C.M. Sims, J.P. Killgore, E. Mansfield, J.R. Downing, A.C.M. de Moraes, M.C. Hersam, J.A. Fagan
National Institute of Standards and Technology,
United States
Keywords: analytical ultracentrifugation, graphene, 2D materials, differential sedimentation, separation, metrology
Summary:
2D materials, such as graphene, MoS2, WS2, and MXenes, are expected to impact a wide variety of applications. These include thin film applications such as semiconductor electronics, separation membranes, and sensor devices, but also bulk material applications requiring incorporation into composite materials. While liquid-phase dispersion is commonly used to assemble or incorporate 2D materials into films or composites, the intrinsic material properties and transport phenomena depend on the size distribution of individual nanoplatelets and matrix-influenced liquid-phase interactions between nanoplatelets. Differential sedimentation (DS) is a popular, multi-stage processing method for liquid-phase dispersions of 2D materials, enabling production of subpopulations with narrowed lateral size and layer thickness distributions.
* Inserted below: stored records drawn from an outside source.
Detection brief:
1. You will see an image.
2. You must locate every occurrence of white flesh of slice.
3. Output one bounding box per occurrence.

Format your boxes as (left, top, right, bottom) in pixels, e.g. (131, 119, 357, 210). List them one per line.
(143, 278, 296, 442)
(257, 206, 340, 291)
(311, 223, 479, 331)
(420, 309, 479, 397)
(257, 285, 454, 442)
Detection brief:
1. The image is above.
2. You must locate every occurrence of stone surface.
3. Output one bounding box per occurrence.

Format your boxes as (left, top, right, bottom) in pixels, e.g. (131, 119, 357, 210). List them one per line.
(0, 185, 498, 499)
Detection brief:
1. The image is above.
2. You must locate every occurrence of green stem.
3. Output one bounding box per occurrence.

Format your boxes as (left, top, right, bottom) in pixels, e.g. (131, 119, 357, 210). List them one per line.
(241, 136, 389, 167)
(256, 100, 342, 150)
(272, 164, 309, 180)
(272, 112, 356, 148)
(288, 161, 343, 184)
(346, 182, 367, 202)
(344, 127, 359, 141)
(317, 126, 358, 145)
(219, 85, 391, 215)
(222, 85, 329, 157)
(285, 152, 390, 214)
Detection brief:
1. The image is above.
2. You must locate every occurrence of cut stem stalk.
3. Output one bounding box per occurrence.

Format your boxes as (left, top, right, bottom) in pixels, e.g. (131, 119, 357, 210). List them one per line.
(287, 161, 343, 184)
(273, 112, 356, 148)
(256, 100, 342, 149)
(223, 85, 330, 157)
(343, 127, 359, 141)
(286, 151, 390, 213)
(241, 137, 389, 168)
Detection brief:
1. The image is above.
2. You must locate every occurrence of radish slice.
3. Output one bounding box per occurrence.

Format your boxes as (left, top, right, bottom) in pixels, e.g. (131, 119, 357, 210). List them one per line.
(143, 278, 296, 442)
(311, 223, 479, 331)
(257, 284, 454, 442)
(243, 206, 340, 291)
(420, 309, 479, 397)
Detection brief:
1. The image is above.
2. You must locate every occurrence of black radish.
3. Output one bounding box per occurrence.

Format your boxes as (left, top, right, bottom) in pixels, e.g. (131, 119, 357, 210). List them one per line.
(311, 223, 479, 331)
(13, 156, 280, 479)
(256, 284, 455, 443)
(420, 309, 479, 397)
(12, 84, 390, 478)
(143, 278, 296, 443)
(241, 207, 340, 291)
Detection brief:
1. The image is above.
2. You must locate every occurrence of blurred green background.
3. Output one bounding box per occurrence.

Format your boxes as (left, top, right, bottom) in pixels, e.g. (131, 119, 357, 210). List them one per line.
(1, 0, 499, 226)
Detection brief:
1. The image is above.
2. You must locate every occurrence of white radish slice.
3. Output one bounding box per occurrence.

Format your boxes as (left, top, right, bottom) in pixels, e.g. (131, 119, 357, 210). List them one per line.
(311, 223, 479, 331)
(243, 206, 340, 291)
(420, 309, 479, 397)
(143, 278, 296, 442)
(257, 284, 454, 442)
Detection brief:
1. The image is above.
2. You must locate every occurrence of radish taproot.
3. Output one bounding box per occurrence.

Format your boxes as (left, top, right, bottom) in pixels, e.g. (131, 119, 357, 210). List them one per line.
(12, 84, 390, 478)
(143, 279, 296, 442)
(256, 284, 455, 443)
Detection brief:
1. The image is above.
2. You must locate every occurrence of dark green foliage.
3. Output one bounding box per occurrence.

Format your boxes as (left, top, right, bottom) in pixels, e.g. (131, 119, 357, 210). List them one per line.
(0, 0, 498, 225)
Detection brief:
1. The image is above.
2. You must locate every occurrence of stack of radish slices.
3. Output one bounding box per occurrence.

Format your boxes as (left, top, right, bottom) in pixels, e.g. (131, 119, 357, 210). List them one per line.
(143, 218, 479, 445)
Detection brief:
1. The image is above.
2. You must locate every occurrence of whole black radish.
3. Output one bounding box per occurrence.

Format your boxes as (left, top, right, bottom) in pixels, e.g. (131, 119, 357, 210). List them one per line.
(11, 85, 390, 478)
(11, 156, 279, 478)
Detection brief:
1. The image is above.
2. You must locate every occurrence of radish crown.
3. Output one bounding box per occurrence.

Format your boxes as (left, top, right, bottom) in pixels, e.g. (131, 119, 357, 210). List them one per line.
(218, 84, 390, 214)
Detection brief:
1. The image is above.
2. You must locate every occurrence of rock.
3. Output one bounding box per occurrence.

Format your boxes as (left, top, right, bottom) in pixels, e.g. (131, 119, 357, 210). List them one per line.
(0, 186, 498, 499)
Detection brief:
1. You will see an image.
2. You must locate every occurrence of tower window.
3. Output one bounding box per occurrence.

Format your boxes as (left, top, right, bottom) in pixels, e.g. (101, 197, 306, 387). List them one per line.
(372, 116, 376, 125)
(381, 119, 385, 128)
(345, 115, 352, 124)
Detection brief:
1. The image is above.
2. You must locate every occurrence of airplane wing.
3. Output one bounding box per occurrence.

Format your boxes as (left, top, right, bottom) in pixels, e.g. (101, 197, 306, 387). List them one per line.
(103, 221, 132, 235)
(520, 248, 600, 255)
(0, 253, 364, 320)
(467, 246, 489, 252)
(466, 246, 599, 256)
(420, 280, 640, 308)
However, characterization and optimization of this centrifugation cascade methodology has relied on surface analysis characterization techniques requiring deposition from solution and relatively slow measurements to sample enough particles for statistical comparisons. Here, we apply analytical ultracentrifugation (AUC) to rapidly and directly measure as-dispersed graphene nanoplatelet dispersions and subpopulations generated through DS. The liquid-phase characterization of AUC is shown to resolve both the broad sedimentation coefficient distributions of as-dispersed samples but also changes in subpopulation dispersions determined by a protocol of applied DS processing. With comparisons made to measurements on deposited samples by scanning electron microscopy and atomic force microscopy, the value of AUC to rapidly monitor changes in the sedimentation distribution of each particle population is demonstrated to allow tailoring of the DS protocol to produce significantly narrower population distributions. This rapid characterization is particularly important for technologies in which dispersed nanoparticles cannot be removed from a solvent solution for microscopy analysis.